En los días posteriores al estallido, a medida que el discurso público se aglutinaba en torno a la cuestión constitucional, los alcaldes de todo el país y de todo el espectro político comenzaron a apoyar públicamente un plebiscito para decidir la cuestión. El 13 de noviembre, Mario Desbordes, el líder del propio partido del presidente Piñera, también expresó su apoyo. Cuando hablamos, en marzo, Desbordes dijo que siempre había sabido que las reformas políticas eran necesarias, pero que la ira que presenció en octubre pasado lo tomó desprevenido. “La mayoría pensábamos que teníamos más tiempo”, me dijo. “Nos sorprende a todos por la violencia”. Desbordes es una figura un tanto anómala entre la élite tradicionalmente aristocrática de la derecha chilena. Creció en la comuna de clase media de Maipú y sirvió como policía durante siete años antes de convertirse en un hombre de negocios y, finalmente, entrar en la política en sus cuarenta. Fue una visita a su madre, me dijo Desbordes, lo que le convenció de que había un amplio apoyo a las protestas. La estación de metro local había sido quemada, y todo el vecindario estaba en la calle, golpeando ollas y sartenes. Como él lo veía, “aquí explotó una olla a presión”.

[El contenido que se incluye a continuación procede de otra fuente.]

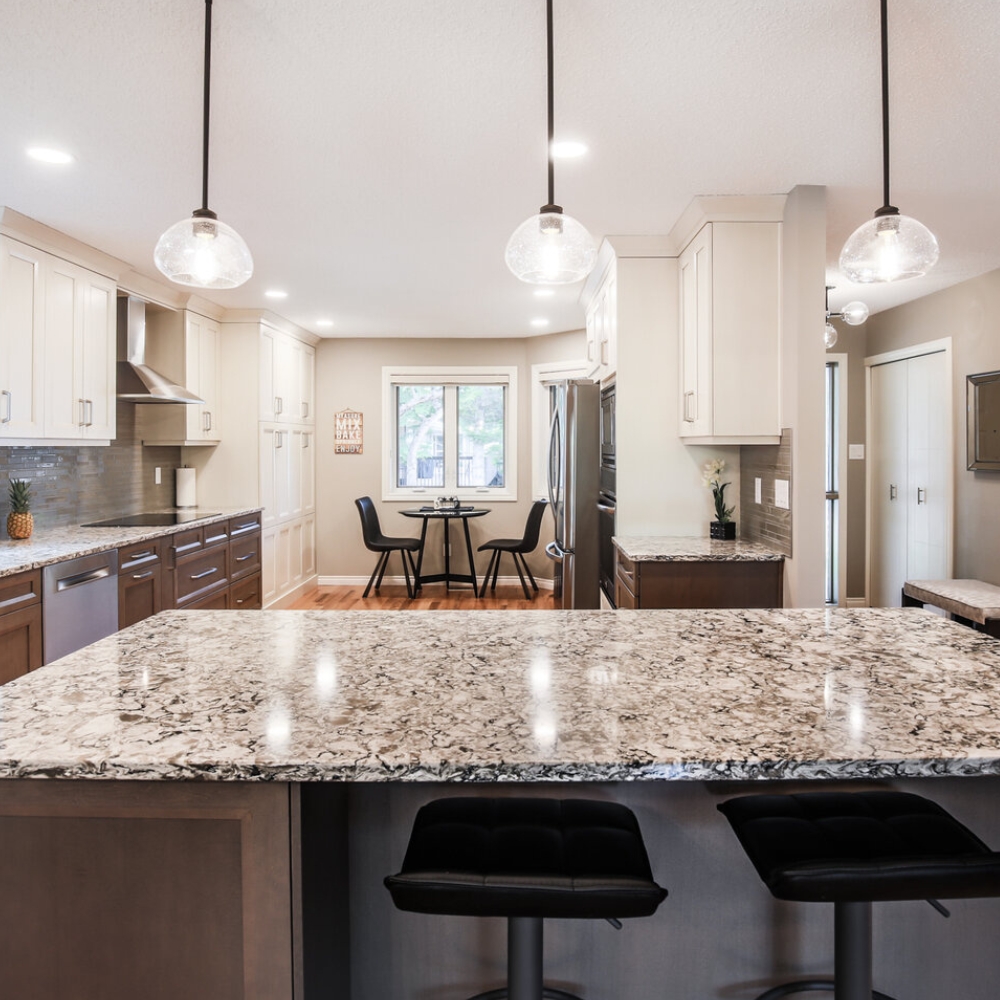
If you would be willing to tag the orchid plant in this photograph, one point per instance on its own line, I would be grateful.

Una vez que Desbordes había roto con la derecha, era solo cuestión de tiempo. El 15 de noviembre, después de un día histórico de negociación en el Congreso, los partidos políticos llegaron a un acuerdo y se programó un plebiscito para finales de abril.

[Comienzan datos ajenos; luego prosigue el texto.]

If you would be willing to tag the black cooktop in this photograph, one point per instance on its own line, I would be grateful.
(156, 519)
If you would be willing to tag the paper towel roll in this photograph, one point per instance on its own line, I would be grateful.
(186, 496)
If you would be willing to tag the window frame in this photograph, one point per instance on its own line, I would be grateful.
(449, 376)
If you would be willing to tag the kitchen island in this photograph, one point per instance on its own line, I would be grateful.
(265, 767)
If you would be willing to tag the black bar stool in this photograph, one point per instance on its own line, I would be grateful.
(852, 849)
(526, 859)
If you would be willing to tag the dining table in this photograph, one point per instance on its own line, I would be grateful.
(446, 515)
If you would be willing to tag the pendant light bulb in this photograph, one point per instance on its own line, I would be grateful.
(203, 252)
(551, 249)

La pandemia no acabó con la revolución desatada por el estallido, pero sí cambió abruptamente el tema. Los meses de marzo y abril, que se habrían consumido por el tenso período previo a una votación histórica, se dedicaron en cambio a hacer frente a una emergencia de salud pública sin precedentes.
Para mediados de marzo, el gobierno de Piñera había logrado asegurar cerca de novecientos respiradores, y eventualmente expandió el número de camas de cuidados intensivos disponibles de cerca de setecientas a casi tres mil. El presidente y otros líderes políticos usaban cubrebocas en las conferencias de prensa, mientras predicaban el distanciamiento social y el lavado de manos. Chile se convirtió rápidamente en la primera nación sudamericana en número de pruebas por cada mil habitantes (y en agosto seguía como líder de la región, con una tasa comparable a la de Alemania). A pesar de que el número de infecciones, hospitalizaciones y muertes creció constantemente hasta marzo y mediados de abril, el sistema de salud pública no colapsó, ni se agotaron las camas de hospital y los respiradores, como muchos habían temido que ocurriera y como ocurriría en algunos países vecinos.